Mise à part les nombreuses tensions au sein du 8 Mars, cet axe ne parvient toujours pas à se mettre d’accord sur le nom d’un candidat qui fasse l’unanimité parmi ses rangs, afin qu’il puisse succéder à Michel Aoun. D’où la décision des parlementaires proches de ce camp de voter blanc lors des dix séances électorales. Une pratique qui devrait bientôt changer, comme l’a annoncé Gebran Bassil avant les fêtes, en avançant le nom d’un candidat lors de la prochaine réunion de l’hémicycle. Pour le moment, l’identité de cette fameuse personnalité demeure secrète, laissant le champ libre aux spéculations et aux analyses politiques.

D’aucuns pensent que l’ancien ministre de l’Intérieur Ziyad Baroud, ou le PDG de la chaîne télévisée libanaise LBC Pierre Daher, seraient deux prétendants que le CPL soutiendrait pour accéder au palais de Baabda. Parallèlement, le parti aouniste refuse catégoriquement la candidature du député Michel Moawad, ou celle du commandant en chef de l’armée libanaise, le général Joseph Aoun, qu’il considère dénués de visions économiques et financières. Une position qui ne réjouirait pas toutefois certains députés aounistes, à en croire les échos qui rapportent que ces derniers voteront pour le général Aoun lors de la prochaine séance électorale, en dépit des instructions de M. Bassil.
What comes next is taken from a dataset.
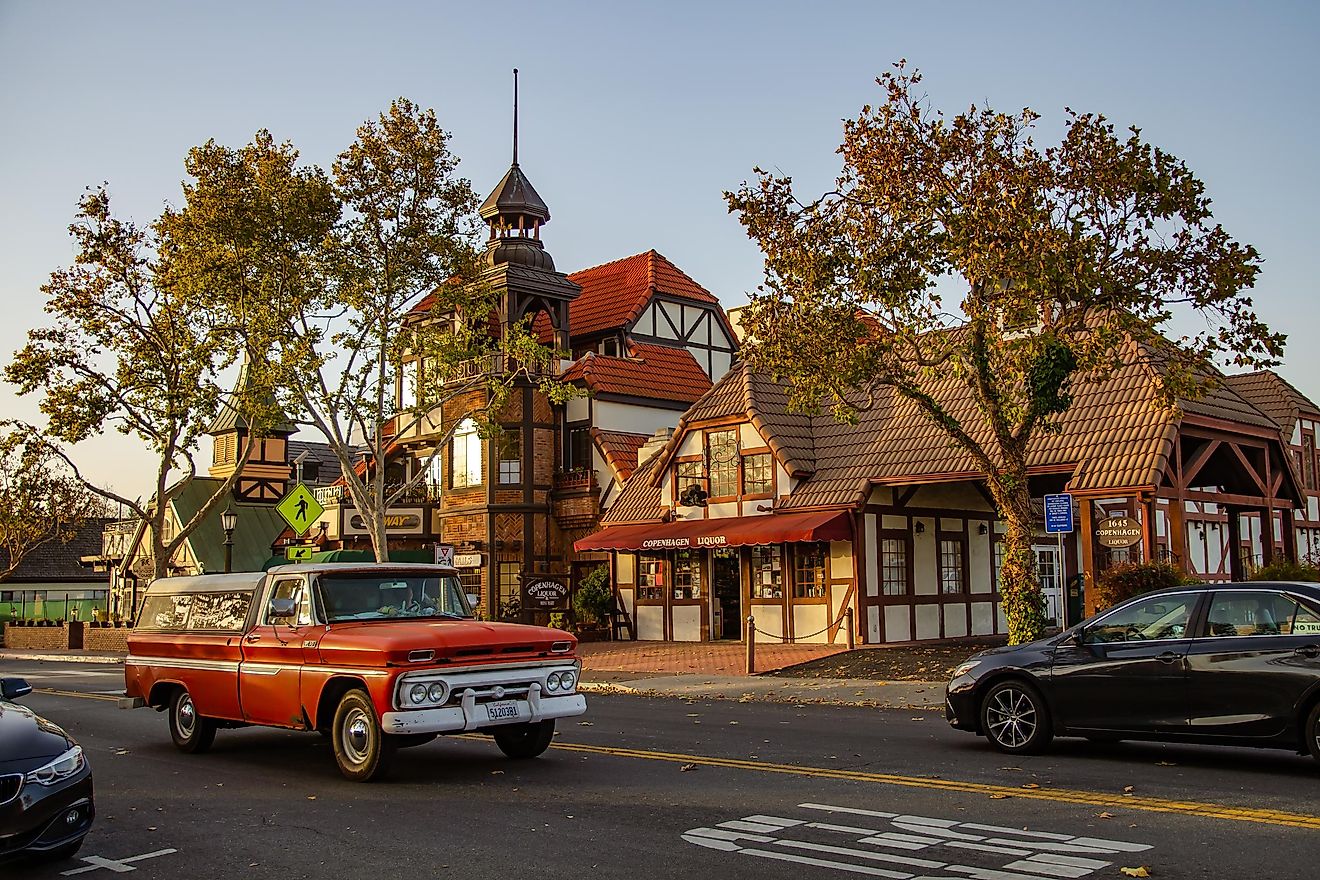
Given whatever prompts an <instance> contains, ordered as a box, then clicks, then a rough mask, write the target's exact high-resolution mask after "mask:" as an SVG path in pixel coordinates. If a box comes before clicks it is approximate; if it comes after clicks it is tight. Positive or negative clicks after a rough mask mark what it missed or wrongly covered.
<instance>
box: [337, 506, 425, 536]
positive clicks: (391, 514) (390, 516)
mask: <svg viewBox="0 0 1320 880" xmlns="http://www.w3.org/2000/svg"><path fill="white" fill-rule="evenodd" d="M424 525H425V520H424V519H422V515H421V508H403V509H395V511H391V512H389V513H385V534H422V533H424V532H425V528H424ZM343 533H345V534H367V521H366V520H364V519H363V517H362V515H360V513H354V515H351V516H350V517H348V521H347V524H345V529H343Z"/></svg>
Du côté des Forces libanaises, du parti Kataëb, du Parti socialiste progressiste, et de plusieurs députés indépendants et souverainistes, appuyer la candidature de Michel Moawad est toujours de mise. "Il est foncièrement souverainiste et il possède un plan de sauvetage, deux éléments qui le distinguent des autres candidats", a indiqué une source proche des FL. Un avis partagé par un cadre de Saïfi qui assure que son parti continuera de soutenir la candidature de M. Moawad envers et contre tous.

D’un point de vue international

Il n’est de secret pour personne que certains candidats sont plus favorisés que d’autres, du moins par la communauté internationale. Cet atout dont bénéficient quelques présidentiables est souvent interprété par l’axe du 8 Mars comme étant une insulte voire un crime.

"Globalement, nous soutenons les candidats opposés au Hezbollah, bien que nous ayons quelques favoris", a révélé une figure politique de Washington sous le couvert de l’anonymat, soulignant par la même occasion que "les États-Unis n’ont aucun inconvénient à ce que le commandant en chef de l’armée libanaise soit élu à la tête du pays".

Même son de cloche du côté de l’Arabie saoudite qui persiste à réitérer que le prochain chef de l’État ne doit être aucunement proche du parti pro-iranien, sans pour autant avancer de noms. Toutefois, l’Arabie saoudite a appelé à plusieurs reprises les officiels libanais à empêcher le pays du Cèdre de basculer entre les mains du Hezbollah.

Seule la France reste évasive sur le sujet, insistant sur l’élection d’un président qui soit "intègre", comme l’a déclaré le président Emmanuel Macron lors de sa dernière visite au Qatar, sans donner plus de détails quant aux compétences ou aux critères que devraient posséder le prochain chef de l’État.